According to Signature Chairman Barney Frank, there was no objective reason for the bank to close, and he called the U.S. authorities' decision to shut it down "a very strong anti-cryptocurrency signal." Bloomberg has learned that the bank faced a criminal investigation because of its cryptocurrency operations before the collapse.
U.S. regulators have chosen a "punitive approach," notes BitRiver financial analyst Vladislav Antonov. Instead of striving for legislative transparency, the authorities "intimidate the management of banks" not to get involved with cryptocurrency companies, the expert noted. Back in February the head of exchange Binance Changpeng Zhao said that, according to his information, the U.S. banks have a tacit recommendation to either avoid working with the crypto market as much as possible or to exercise maximum caution. The Silvergate and Signature examples are likely to be instructive to others.
Even if regulators do not ban U.S. banks from dealing in digital assets, the cryptocurrency world is likely to face more expensive and time-consuming transactions to and from U.S. banks, which will likely slow settlement.
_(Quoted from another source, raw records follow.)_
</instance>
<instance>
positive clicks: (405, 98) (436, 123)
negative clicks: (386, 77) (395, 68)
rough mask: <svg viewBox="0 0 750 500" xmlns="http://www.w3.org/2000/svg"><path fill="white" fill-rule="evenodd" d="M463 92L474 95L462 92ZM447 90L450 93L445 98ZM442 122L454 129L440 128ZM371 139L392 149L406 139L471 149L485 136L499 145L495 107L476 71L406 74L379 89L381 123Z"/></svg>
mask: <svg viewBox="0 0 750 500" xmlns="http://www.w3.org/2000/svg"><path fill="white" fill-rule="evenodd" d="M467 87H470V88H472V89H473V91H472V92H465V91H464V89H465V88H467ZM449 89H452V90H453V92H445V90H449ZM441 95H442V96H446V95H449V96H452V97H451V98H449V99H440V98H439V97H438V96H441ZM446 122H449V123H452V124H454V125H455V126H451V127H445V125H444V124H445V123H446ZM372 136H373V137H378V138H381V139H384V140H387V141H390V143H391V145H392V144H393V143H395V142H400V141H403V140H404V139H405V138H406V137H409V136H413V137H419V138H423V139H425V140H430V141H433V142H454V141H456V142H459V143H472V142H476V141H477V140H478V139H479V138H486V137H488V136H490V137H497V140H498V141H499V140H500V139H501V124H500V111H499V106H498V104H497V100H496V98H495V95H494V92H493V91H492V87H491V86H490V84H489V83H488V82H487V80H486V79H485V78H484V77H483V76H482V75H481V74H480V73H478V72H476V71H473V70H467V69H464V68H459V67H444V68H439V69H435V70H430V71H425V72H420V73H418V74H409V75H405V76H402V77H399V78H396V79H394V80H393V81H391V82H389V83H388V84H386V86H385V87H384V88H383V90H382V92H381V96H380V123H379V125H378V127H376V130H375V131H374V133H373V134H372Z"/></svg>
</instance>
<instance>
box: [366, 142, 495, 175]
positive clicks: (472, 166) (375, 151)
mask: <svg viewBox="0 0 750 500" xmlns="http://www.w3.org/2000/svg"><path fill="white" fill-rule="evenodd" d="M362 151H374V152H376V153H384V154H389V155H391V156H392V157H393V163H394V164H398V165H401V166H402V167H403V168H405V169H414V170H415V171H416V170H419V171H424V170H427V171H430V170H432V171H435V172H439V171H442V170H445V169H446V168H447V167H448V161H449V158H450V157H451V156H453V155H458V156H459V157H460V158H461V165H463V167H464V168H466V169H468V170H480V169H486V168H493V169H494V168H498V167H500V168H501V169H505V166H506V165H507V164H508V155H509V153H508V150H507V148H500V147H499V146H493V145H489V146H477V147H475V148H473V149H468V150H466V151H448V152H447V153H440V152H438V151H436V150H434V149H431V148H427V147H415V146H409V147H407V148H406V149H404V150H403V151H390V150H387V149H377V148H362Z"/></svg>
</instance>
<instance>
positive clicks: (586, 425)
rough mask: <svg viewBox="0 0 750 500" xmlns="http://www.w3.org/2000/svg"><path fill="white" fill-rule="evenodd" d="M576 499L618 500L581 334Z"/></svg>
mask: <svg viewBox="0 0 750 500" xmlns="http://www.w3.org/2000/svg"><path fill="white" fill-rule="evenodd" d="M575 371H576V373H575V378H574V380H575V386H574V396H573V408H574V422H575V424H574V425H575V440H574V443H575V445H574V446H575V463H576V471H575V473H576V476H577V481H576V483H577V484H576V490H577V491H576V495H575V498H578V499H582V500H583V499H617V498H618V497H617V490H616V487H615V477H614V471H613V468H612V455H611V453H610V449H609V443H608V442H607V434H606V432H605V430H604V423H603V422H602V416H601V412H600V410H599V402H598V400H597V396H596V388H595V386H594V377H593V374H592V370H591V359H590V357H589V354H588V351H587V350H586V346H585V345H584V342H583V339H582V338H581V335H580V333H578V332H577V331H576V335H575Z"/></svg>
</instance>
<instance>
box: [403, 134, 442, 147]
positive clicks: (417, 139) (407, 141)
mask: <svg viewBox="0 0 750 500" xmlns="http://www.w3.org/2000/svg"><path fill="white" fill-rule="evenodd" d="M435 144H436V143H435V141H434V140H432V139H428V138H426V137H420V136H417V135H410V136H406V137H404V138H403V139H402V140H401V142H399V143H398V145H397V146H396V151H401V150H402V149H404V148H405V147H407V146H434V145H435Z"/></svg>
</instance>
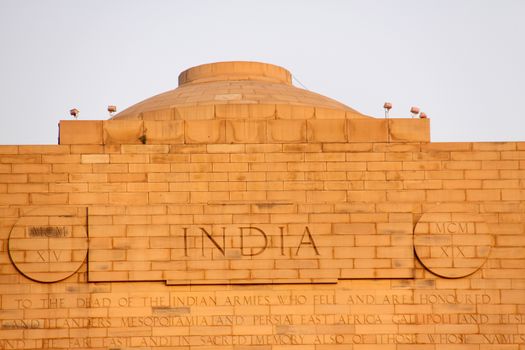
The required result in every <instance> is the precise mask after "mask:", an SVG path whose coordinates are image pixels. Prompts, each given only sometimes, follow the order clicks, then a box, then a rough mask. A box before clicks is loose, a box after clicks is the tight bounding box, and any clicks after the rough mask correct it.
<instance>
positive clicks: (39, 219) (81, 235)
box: [8, 208, 88, 282]
mask: <svg viewBox="0 0 525 350" xmlns="http://www.w3.org/2000/svg"><path fill="white" fill-rule="evenodd" d="M86 229H87V227H86V210H85V208H80V209H79V208H36V209H34V210H32V211H30V212H28V213H27V214H25V215H24V216H23V217H21V218H20V219H19V220H18V222H17V223H16V224H15V225H14V227H13V229H12V230H11V233H10V236H9V243H8V248H9V256H10V258H11V261H12V262H13V263H14V265H15V266H16V267H17V269H18V270H19V271H20V272H21V273H22V274H24V275H25V276H26V277H28V278H31V279H33V280H35V281H39V282H56V281H60V280H63V279H65V278H67V277H69V276H71V275H72V274H73V273H75V272H76V271H77V270H78V269H79V267H80V266H81V265H82V263H83V262H84V259H85V257H86V253H87V246H88V244H87V232H86Z"/></svg>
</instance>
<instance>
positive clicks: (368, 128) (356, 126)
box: [347, 118, 388, 142]
mask: <svg viewBox="0 0 525 350" xmlns="http://www.w3.org/2000/svg"><path fill="white" fill-rule="evenodd" d="M347 124H348V141H349V142H388V120H387V119H373V118H370V119H364V118H363V119H350V120H348V121H347Z"/></svg>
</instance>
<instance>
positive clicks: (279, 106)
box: [275, 105, 315, 119]
mask: <svg viewBox="0 0 525 350" xmlns="http://www.w3.org/2000/svg"><path fill="white" fill-rule="evenodd" d="M275 116H276V118H277V119H313V118H314V117H315V109H314V107H309V106H294V105H276V115H275Z"/></svg>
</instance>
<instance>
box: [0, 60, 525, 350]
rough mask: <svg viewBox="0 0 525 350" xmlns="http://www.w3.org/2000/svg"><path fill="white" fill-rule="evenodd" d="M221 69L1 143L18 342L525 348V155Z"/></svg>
mask: <svg viewBox="0 0 525 350" xmlns="http://www.w3.org/2000/svg"><path fill="white" fill-rule="evenodd" d="M213 67H215V66H213V65H211V66H210V65H205V66H202V67H200V68H199V69H198V70H196V71H193V72H192V71H191V70H190V71H188V72H186V73H185V74H183V75H182V82H183V87H184V90H183V91H184V92H187V94H186V95H184V94H181V95H177V94H178V93H179V92H180V91H181V90H179V91H177V92H173V93H169V94H167V95H165V96H164V97H165V98H166V101H164V100H163V101H157V102H158V103H159V104H158V108H157V109H155V108H156V107H155V105H154V104H152V103H149V102H148V103H146V104H145V105H140V104H139V105H137V106H136V107H133V108H132V109H131V110H130V111H128V112H126V113H124V114H122V115H120V116H119V118H116V119H115V120H114V121H112V123H111V124H108V123H106V124H105V125H106V129H103V122H102V121H66V122H61V143H62V145H55V146H0V247H1V248H2V249H0V310H1V311H0V348H2V349H37V348H38V349H46V348H47V349H71V348H80V349H130V348H139V349H150V348H166V349H168V348H181V349H195V350H197V349H202V350H204V349H211V348H214V349H215V348H218V349H232V350H233V349H236V350H238V349H265V350H269V349H275V350H277V349H356V350H366V349H398V350H404V349H425V350H426V349H435V350H446V349H478V350H482V349H488V348H490V349H492V348H494V349H500V348H501V349H516V350H517V349H521V348H522V347H523V344H524V338H523V325H524V324H525V283H524V276H525V214H524V213H525V187H524V186H525V170H524V166H525V164H524V161H523V159H524V156H523V152H524V150H525V143H523V142H502V143H470V142H465V143H431V142H429V141H430V140H429V124H428V121H421V120H419V119H389V120H385V119H373V118H368V117H366V116H363V115H361V114H359V112H356V111H354V110H352V109H350V108H348V107H346V106H344V105H341V104H339V103H338V102H336V101H333V100H330V99H328V98H324V97H322V96H321V97H319V96H318V95H316V96H313V94H312V93H310V92H302V91H300V89H296V88H291V86H288V85H286V84H288V83H289V81H288V80H289V79H288V77H289V75H287V71H286V70H284V69H282V68H280V69H277V68H272V67H275V66H271V65H263V66H257V64H254V63H250V64H234V63H231V64H230V63H228V64H226V65H219V66H217V67H218V68H217V69H215V70H214V69H213ZM254 67H255V68H254ZM231 69H233V70H234V71H233V72H232V71H231ZM252 69H253V70H252ZM250 72H251V73H250ZM261 74H262V76H261ZM236 79H237V80H236ZM282 85H286V86H288V88H283V87H282ZM225 86H228V88H225ZM207 87H208V88H207ZM243 89H244V90H243ZM278 91H281V93H283V94H284V93H290V94H289V95H286V96H282V98H281V99H278V98H275V96H277V97H278V95H275V93H276V92H278ZM204 92H206V93H204ZM208 92H209V94H208ZM174 95H176V99H175V100H170V98H171V97H174ZM161 96H162V95H161ZM170 96H171V97H170ZM198 96H201V97H200V98H201V100H198V98H199V97H198ZM271 96H274V97H271ZM272 98H273V99H272ZM196 99H197V100H196ZM287 99H288V100H287ZM211 100H213V101H214V102H213V103H208V102H209V101H211ZM173 101H175V102H177V103H172V102H173ZM290 101H293V103H292V102H290ZM150 102H151V101H150ZM179 103H180V104H179ZM219 104H221V105H223V107H220V108H218V109H217V108H216V106H218V105H219ZM248 104H249V105H252V106H259V107H260V108H259V107H249V105H248ZM230 105H232V106H235V107H231V106H230ZM271 106H274V107H271ZM143 107H144V109H141V108H143ZM146 107H147V108H146ZM217 113H218V114H217ZM137 121H138V122H137ZM117 122H120V124H117ZM128 122H129V123H128ZM108 125H111V126H110V128H109V129H108V128H107V126H108ZM117 125H127V127H126V128H124V129H122V130H121V129H118V128H115V127H114V126H117ZM141 125H143V126H141ZM82 130H85V133H84V134H83V133H81V131H82ZM139 131H140V133H139ZM104 133H105V134H104ZM139 134H140V135H139ZM104 135H105V137H104ZM142 135H144V136H145V138H144V139H143V140H138V141H137V138H138V137H140V136H142ZM143 142H144V143H145V144H142V143H143Z"/></svg>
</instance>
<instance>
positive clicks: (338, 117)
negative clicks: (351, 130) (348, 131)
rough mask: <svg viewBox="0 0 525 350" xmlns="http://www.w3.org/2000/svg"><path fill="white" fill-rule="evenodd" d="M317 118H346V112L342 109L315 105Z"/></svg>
mask: <svg viewBox="0 0 525 350" xmlns="http://www.w3.org/2000/svg"><path fill="white" fill-rule="evenodd" d="M315 119H346V112H345V111H344V110H340V109H330V108H321V107H315Z"/></svg>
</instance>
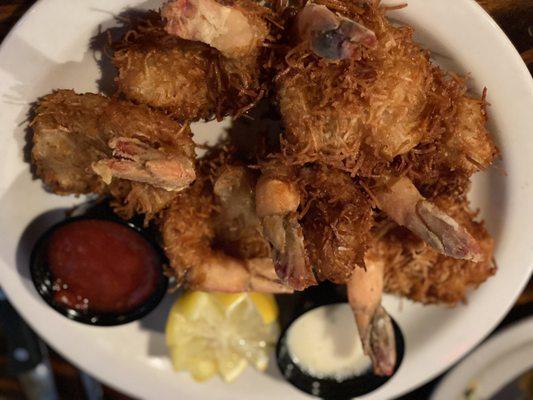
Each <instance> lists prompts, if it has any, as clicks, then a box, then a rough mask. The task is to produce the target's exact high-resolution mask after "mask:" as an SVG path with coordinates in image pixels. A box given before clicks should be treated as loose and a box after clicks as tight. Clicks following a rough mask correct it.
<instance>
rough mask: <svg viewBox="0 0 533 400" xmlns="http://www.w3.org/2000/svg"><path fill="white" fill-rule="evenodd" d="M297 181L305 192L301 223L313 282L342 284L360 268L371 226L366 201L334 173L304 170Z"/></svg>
mask: <svg viewBox="0 0 533 400" xmlns="http://www.w3.org/2000/svg"><path fill="white" fill-rule="evenodd" d="M299 178H300V185H301V186H302V187H303V189H302V191H303V192H304V193H306V198H305V201H306V211H305V215H303V217H302V219H301V223H302V226H303V229H304V236H305V239H306V244H307V250H308V252H309V256H310V259H311V261H312V264H313V266H314V271H315V274H316V276H317V279H318V280H320V281H323V280H330V281H332V282H335V283H339V284H344V283H346V282H347V281H348V279H349V278H350V276H351V274H352V271H353V270H354V269H355V268H357V267H358V266H364V261H363V258H364V254H365V251H366V248H367V245H368V240H369V239H370V229H371V227H372V225H373V211H372V206H371V202H370V199H369V198H368V195H367V194H366V193H364V192H362V191H361V190H360V189H359V188H358V187H357V186H356V185H355V184H354V182H353V181H352V179H350V177H349V176H348V174H346V173H344V172H341V171H338V170H334V169H331V168H327V167H319V166H316V167H305V168H303V169H302V171H301V172H300V174H299Z"/></svg>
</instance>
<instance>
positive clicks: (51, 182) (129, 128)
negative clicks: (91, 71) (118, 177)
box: [32, 90, 194, 218]
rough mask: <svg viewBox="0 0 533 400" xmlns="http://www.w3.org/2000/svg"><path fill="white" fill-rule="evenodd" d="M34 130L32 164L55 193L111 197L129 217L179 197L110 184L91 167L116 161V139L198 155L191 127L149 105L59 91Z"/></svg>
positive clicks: (42, 102)
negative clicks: (168, 116)
mask: <svg viewBox="0 0 533 400" xmlns="http://www.w3.org/2000/svg"><path fill="white" fill-rule="evenodd" d="M32 127H33V131H34V134H33V147H32V162H33V164H34V165H35V166H36V172H37V175H38V176H39V177H40V178H41V179H42V180H43V181H44V183H45V184H46V185H47V186H48V187H49V188H50V189H51V190H52V191H53V192H54V193H57V194H86V193H96V194H102V195H106V194H111V195H113V196H114V197H115V207H116V210H117V212H119V213H120V214H121V215H122V216H124V217H126V218H130V217H131V216H133V215H134V214H135V213H146V214H147V215H148V216H151V215H153V214H155V213H156V212H158V211H159V210H161V209H162V208H164V207H165V206H166V205H168V203H169V201H170V200H171V199H172V198H173V197H174V196H175V193H174V192H167V191H166V190H163V189H157V188H154V187H152V186H150V185H147V184H142V183H135V182H130V181H124V180H121V179H113V181H112V182H111V184H110V185H106V184H105V183H104V182H103V181H102V179H101V178H100V177H99V176H98V175H96V174H95V173H94V172H93V170H92V168H91V165H92V163H94V162H95V161H98V160H101V159H106V158H109V157H111V155H112V150H111V148H110V147H109V146H108V142H109V140H110V139H111V138H113V137H127V138H135V137H136V138H139V139H141V140H143V142H145V143H149V144H150V145H152V146H154V147H157V148H159V149H160V150H162V151H168V152H173V153H178V154H182V155H184V156H186V157H189V158H193V157H194V144H193V142H192V140H191V133H190V130H189V129H188V127H184V126H182V125H179V124H178V123H176V122H174V121H172V120H171V119H169V118H167V117H165V116H164V115H162V114H160V113H157V112H155V111H152V110H150V109H148V108H147V107H144V106H134V105H132V104H129V103H127V102H121V101H117V100H113V99H109V98H106V97H104V96H100V95H95V94H89V93H88V94H83V95H79V94H76V93H74V92H73V91H71V90H59V91H56V92H54V93H52V94H50V95H47V96H45V97H43V98H42V99H41V101H40V102H39V105H38V107H37V110H36V117H35V119H34V120H33V122H32Z"/></svg>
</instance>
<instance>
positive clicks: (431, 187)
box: [408, 82, 498, 194]
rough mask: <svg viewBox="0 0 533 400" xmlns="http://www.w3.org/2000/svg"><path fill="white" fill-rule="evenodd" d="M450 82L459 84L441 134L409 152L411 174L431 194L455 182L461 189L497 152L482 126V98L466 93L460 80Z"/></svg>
mask: <svg viewBox="0 0 533 400" xmlns="http://www.w3.org/2000/svg"><path fill="white" fill-rule="evenodd" d="M449 84H450V85H451V84H452V83H449ZM453 85H456V86H457V85H458V87H456V89H455V91H456V94H455V95H454V96H453V98H454V100H453V102H452V104H453V110H452V112H450V113H449V115H447V116H446V118H442V125H441V128H442V135H441V136H440V137H439V138H438V139H437V140H435V141H434V142H431V143H425V144H424V143H422V144H421V145H420V146H419V149H417V151H414V152H412V153H411V154H409V155H408V156H409V158H410V165H412V170H411V171H410V176H411V177H412V179H413V180H414V181H415V182H416V183H417V185H419V186H421V187H425V188H426V191H428V192H429V193H431V194H433V192H436V193H437V194H438V193H446V192H447V191H449V190H450V189H455V187H457V186H458V185H459V186H463V189H464V188H465V187H464V186H468V185H467V183H468V180H469V178H470V177H471V176H472V174H474V173H476V172H478V171H483V170H485V169H486V168H487V167H488V166H489V165H490V164H491V163H492V162H493V161H494V159H495V158H496V156H497V154H498V150H497V148H496V146H495V144H494V141H493V140H492V138H491V136H490V133H489V132H488V130H487V128H486V126H485V123H486V120H487V116H486V111H485V107H486V104H485V100H484V99H483V98H482V99H476V98H473V97H471V96H469V95H467V94H465V93H464V90H465V89H464V87H463V84H462V83H461V82H454V83H453ZM453 181H457V182H453ZM465 183H466V185H465Z"/></svg>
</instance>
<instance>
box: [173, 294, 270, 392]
mask: <svg viewBox="0 0 533 400" xmlns="http://www.w3.org/2000/svg"><path fill="white" fill-rule="evenodd" d="M277 317H278V308H277V305H276V301H275V299H274V297H273V296H272V295H268V294H263V293H235V294H233V293H231V294H229V293H207V292H200V291H190V292H186V293H185V294H184V295H183V296H181V297H180V298H178V300H177V301H176V302H175V303H174V305H173V306H172V309H171V310H170V314H169V316H168V320H167V326H166V341H167V346H168V347H169V350H170V356H171V359H172V365H173V367H174V369H175V370H178V371H180V370H187V371H189V372H190V374H191V376H192V377H193V378H194V379H195V380H197V381H204V380H207V379H209V378H211V377H213V376H214V375H215V374H217V373H218V374H220V376H221V377H222V378H223V379H224V380H225V381H226V382H232V381H233V380H235V379H236V378H237V377H238V376H239V375H240V374H241V373H242V372H243V371H244V369H245V368H246V366H247V365H248V364H251V365H252V366H254V367H255V368H257V369H259V370H265V369H266V367H267V365H268V359H269V351H270V346H271V345H272V344H273V343H275V341H276V339H277V335H278V325H277Z"/></svg>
A similar scenario materialized in India in early 2022. Trading volume in rupees dropped after several crypto exchanges were forced to suspend deposit-taking as banks and other payment gateways stopped supporting remittances for local trading venues.
The big players, meanwhile, were quick to find partners. Circle, the issuer of the second-largest USD Coin Stablecoin (USDC), announced that it had found a new banking partner in Cross River Bank. The global cryptocurrency market is growing even as the U.S. banking industry is going through an upswing. Bitcoin rate updated its maximum of nine months on March 17, climbing above $27 thousand, other cryptocurrencies are also growing in price after the leader.